E/8sms/PushReceiver(11409): java.lang.SecurityException: com.android.phone from uid 10478 not allowed to perform READ_SMS
E/8sms/PushReceiver(11409): at android.os.Parcel.readException(Parcel.java:1465)
E/8sms/PushReceiver(11409): at android.database.DatabaseUtils.readExceptionFromParcel(DatabaseUtils.java:185)
E/8sms/PushReceiver(11409): at android.database.DatabaseUtils.readExceptionFromParcel(DatabaseUtils.java:137)
E/8sms/PushReceiver(11409): at android.content.ContentProviderProxy.insert(ContentProviderNative.java:468)
E/8sms/PushReceiver(11409): at android.content.ContentResolver.insert(ContentResolver.java:1193)
E/8sms/PushReceiver(11409): at opt.com.google.android.mms.util.SqliteWrapper.insert(SqliteWrapper.java:113)
E/8sms/PushReceiver(11409): at opt.com.google.android.mms.pdu.PduPersister.persist(PduPersister.java:1426)
E/8sms/PushReceiver(11409): at com.thinkleft.eightyeightsms.mms.transaction.PushReceiver$ReceivePushTask.doInBackground(PushReceiver.java:139)
E/8sms/PushReceiver(11409): at com.thinkleft.eightyeightsms.mms.transaction.PushReceiver$ReceivePushTask.doInBackground(PushReceiver.java:72)
E/8sms/PushReceiver(11409): at android.os.AsyncTask$2.call(AsyncTask.java:288)
E/8sms/PushReceiver(11409): at java.util.concurrent.FutureTask.run(FutureTask.java:237)
E/8sms/PushReceiver(11409): at android.os.AsyncTask$SerialExecutor$1.run(AsyncTask.java:231)
E/8sms/PushReceiver(11409): at java.util.concurrent.ThreadPoolExecutor.runWorker(ThreadPoolExecutor.java:1112)

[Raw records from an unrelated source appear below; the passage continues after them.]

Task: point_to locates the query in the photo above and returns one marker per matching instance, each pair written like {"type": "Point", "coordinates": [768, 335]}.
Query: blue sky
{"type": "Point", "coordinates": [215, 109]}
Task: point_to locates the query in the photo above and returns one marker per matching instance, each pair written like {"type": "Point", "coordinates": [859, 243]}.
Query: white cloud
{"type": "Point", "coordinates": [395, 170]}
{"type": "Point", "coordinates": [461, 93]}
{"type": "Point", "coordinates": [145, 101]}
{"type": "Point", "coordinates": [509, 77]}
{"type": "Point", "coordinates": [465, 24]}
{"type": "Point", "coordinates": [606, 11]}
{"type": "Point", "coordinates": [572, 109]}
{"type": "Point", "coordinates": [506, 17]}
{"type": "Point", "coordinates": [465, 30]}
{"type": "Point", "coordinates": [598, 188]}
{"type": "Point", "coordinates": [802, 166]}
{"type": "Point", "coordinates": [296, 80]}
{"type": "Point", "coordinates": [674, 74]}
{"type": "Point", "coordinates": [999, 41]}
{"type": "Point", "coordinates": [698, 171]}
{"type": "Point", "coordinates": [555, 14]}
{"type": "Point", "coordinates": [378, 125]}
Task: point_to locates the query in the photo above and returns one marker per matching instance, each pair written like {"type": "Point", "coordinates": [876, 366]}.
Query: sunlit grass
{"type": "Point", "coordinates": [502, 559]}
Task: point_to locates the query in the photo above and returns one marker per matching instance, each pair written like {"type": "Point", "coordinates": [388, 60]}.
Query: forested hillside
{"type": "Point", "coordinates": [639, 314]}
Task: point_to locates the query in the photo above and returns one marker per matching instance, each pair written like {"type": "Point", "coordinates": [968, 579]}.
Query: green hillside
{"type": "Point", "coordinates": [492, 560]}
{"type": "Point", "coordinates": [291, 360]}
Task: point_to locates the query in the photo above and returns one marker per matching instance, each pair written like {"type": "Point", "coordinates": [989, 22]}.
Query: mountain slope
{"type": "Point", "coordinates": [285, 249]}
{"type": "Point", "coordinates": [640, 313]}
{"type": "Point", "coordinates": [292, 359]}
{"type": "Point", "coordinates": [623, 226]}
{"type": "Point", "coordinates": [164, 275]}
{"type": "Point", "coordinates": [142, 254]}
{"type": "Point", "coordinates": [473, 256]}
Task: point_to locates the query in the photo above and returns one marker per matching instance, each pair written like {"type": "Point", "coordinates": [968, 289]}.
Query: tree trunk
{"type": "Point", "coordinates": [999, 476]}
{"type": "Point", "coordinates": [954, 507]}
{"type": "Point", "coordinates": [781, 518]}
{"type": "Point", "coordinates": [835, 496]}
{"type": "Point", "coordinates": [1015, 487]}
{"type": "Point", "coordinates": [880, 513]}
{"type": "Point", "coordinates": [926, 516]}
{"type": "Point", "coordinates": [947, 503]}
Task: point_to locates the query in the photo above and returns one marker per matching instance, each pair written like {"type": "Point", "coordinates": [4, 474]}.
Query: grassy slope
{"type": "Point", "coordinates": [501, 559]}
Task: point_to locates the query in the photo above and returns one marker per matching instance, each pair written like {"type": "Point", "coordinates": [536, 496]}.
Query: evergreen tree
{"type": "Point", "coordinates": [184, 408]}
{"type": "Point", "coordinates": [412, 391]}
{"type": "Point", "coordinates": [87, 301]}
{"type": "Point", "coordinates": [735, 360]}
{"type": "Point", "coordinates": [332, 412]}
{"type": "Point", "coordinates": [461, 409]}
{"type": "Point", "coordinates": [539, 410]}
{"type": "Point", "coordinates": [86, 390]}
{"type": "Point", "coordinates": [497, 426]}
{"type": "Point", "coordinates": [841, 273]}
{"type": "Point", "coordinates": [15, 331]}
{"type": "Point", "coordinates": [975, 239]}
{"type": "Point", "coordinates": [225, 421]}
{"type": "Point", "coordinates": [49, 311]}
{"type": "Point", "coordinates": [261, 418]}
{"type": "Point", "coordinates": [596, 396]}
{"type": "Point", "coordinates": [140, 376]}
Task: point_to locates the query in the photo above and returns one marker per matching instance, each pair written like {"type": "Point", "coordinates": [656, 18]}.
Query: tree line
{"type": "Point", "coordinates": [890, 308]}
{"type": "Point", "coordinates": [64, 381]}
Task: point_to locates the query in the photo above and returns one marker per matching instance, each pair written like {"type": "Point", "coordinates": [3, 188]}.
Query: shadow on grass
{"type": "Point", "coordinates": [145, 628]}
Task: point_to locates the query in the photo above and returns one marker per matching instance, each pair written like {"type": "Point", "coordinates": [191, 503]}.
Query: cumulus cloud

E/8sms/PushReceiver(11409): at java.util.concurrent.ThreadPoolExecutor$Worker.run(ThreadPoolExecutor.java:587)
E/8sms/PushReceiver(11409): at java.lang.Thread.run(Thread.java:841)

when trying to receive mms with auto-retrieve enabled.

In all cases, it looks like Android is confusing 8sms with com.android.phone and incorrectly thinks 8sms doesn't have the READ_SMS permission (which it does have). This is obviously a bug in Android, not 8sms.